Nigel Farage’s party has, for the first time, the credibility of having an elected MP. It will have someone at Westminster who can ask David Cameron questions at PMQs, put down amendments to government legislation and speak in Commons debates. This bridgehead in the Commons will help Ukip garner the publicity it needs to keep its bandwagon rolling.
Carswell’s victory in Clacton by the thumping margin of more than 12 thousand votes is a personal triumph for him. Following his defection from the Tories to Ukip, he honourably gave his constituents a chance to pass their verdict on his decision—and they have resoundingly returned him to parliament.
The winner of the Clacton by-election is one of the most intellectually interesting of modern politicians. He will leave his mark on what remains of this parliament and on his new party. His acceptance speech in the early hours of this morning was typically thoughtful, and showed that he wants to modernise Ukip. He urged his new party to temper its passion with compassion and warned that it must be a party for first and second generation Britons too. He also argued that the era of cartel power was coming to an end in everything from banking to politics.

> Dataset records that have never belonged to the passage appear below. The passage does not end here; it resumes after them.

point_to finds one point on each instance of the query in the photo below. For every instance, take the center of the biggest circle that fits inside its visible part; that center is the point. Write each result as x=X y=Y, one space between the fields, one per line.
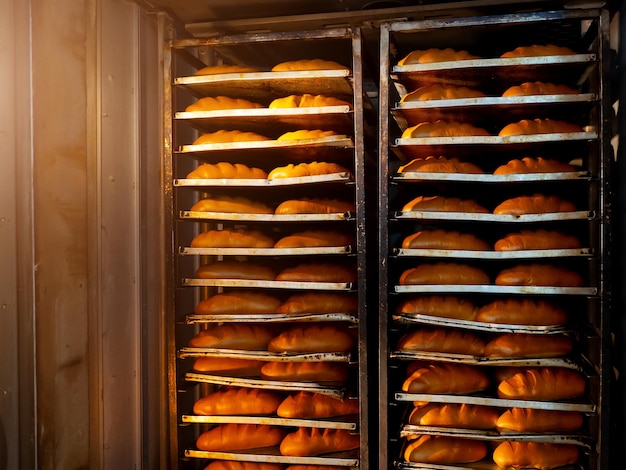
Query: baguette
x=231 y=436
x=316 y=441
x=305 y=405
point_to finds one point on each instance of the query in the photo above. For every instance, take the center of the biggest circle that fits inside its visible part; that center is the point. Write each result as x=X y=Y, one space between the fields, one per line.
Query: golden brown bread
x=228 y=366
x=306 y=169
x=443 y=204
x=438 y=239
x=312 y=339
x=522 y=312
x=433 y=54
x=317 y=272
x=444 y=273
x=224 y=136
x=528 y=345
x=543 y=456
x=315 y=238
x=537 y=240
x=237 y=238
x=439 y=306
x=235 y=270
x=441 y=92
x=308 y=64
x=210 y=103
x=226 y=170
x=238 y=401
x=442 y=128
x=237 y=205
x=232 y=436
x=245 y=336
x=538 y=50
x=307 y=101
x=538 y=275
x=238 y=302
x=446 y=378
x=322 y=302
x=305 y=371
x=533 y=165
x=316 y=405
x=314 y=206
x=444 y=450
x=316 y=441
x=539 y=126
x=544 y=384
x=539 y=421
x=454 y=415
x=539 y=88
x=442 y=341
x=535 y=204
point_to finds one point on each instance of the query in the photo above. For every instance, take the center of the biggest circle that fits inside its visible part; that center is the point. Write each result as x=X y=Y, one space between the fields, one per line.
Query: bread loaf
x=313 y=339
x=431 y=55
x=439 y=306
x=533 y=165
x=245 y=336
x=224 y=136
x=228 y=366
x=443 y=129
x=444 y=274
x=537 y=240
x=315 y=238
x=238 y=401
x=440 y=165
x=238 y=302
x=522 y=312
x=231 y=436
x=314 y=206
x=446 y=378
x=454 y=415
x=444 y=240
x=306 y=169
x=227 y=238
x=443 y=341
x=211 y=103
x=305 y=371
x=237 y=205
x=543 y=456
x=544 y=384
x=528 y=345
x=527 y=420
x=322 y=302
x=305 y=405
x=444 y=450
x=539 y=88
x=538 y=275
x=226 y=170
x=235 y=270
x=317 y=272
x=316 y=441
x=538 y=50
x=539 y=126
x=441 y=92
x=535 y=204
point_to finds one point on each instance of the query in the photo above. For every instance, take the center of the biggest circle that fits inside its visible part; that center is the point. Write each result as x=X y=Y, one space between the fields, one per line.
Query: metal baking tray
x=260 y=182
x=272 y=318
x=338 y=423
x=421 y=319
x=336 y=286
x=264 y=86
x=263 y=355
x=234 y=216
x=326 y=389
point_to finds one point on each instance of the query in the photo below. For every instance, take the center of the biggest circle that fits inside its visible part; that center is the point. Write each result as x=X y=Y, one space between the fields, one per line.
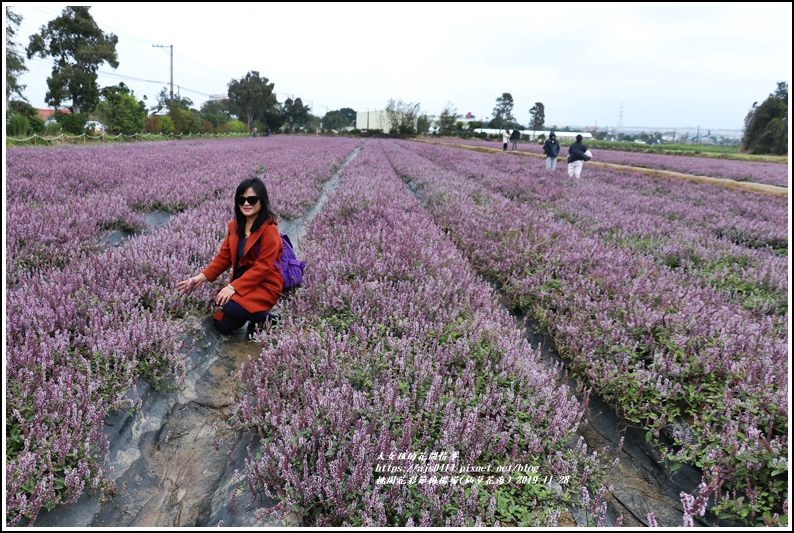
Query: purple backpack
x=291 y=267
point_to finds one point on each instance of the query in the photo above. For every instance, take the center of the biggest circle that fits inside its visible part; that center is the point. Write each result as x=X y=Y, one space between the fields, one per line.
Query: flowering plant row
x=758 y=172
x=652 y=339
x=733 y=241
x=61 y=199
x=395 y=375
x=79 y=338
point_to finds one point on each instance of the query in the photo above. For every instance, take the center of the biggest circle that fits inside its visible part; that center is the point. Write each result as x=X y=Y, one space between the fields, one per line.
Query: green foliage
x=165 y=125
x=216 y=113
x=73 y=124
x=119 y=110
x=503 y=112
x=295 y=113
x=15 y=63
x=22 y=108
x=251 y=98
x=78 y=47
x=447 y=119
x=235 y=126
x=401 y=117
x=766 y=126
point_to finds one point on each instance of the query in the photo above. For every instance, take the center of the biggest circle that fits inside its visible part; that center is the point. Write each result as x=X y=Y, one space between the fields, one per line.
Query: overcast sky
x=663 y=65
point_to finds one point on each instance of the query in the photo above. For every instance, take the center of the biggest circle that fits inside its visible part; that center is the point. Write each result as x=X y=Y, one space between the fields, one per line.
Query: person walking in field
x=576 y=157
x=251 y=248
x=552 y=149
x=515 y=137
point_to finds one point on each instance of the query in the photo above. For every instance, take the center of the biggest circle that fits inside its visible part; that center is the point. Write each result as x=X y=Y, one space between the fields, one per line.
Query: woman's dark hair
x=265 y=215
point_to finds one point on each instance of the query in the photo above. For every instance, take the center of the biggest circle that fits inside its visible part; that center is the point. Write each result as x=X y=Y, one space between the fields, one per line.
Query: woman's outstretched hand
x=187 y=285
x=224 y=295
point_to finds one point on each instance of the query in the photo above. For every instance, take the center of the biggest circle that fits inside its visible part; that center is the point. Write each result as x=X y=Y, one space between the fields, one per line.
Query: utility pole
x=171 y=46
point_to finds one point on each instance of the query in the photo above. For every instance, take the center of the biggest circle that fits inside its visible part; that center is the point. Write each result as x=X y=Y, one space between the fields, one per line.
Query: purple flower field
x=86 y=323
x=395 y=368
x=395 y=348
x=757 y=172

In terms of the Tory Ukip fight, the battleground now moves to Rochester and Strood. If the Tories can defeat the other defector, Mark Reckless, then they will feel that they can slow Ukip’s momentum. But Ukip will use Carswell’s victory to say that, pace the Tories’ claims, if you vote Ukip, you get Ukip. If Reckless becomes Ukip’s second elected MP, then the Tories really will be thrown into a panic because Rochester and Strood is far less favourable territory for Ukip than Clacton and Reckless doesn’t have the personal following that Carswell has.
Ukip’s result in Heywood and Middleton, coming within 617 votes of Labour, was almost as remarkable as its triumph in Clacton. Ukip’s 39% vote share was, until the Clacton result came in, the party’s best ever by-election performance and a demonstration that it has the potential to cause Labour real trouble in its northern heartlands. I suspect that Labour MPs will be far more worried today about Ukip than they were just a few months ago.
What’s for certain this morning is that Ukip has arrived at Westminster—and in some style. It now can’t be dismissed as just a European Elections protest vote.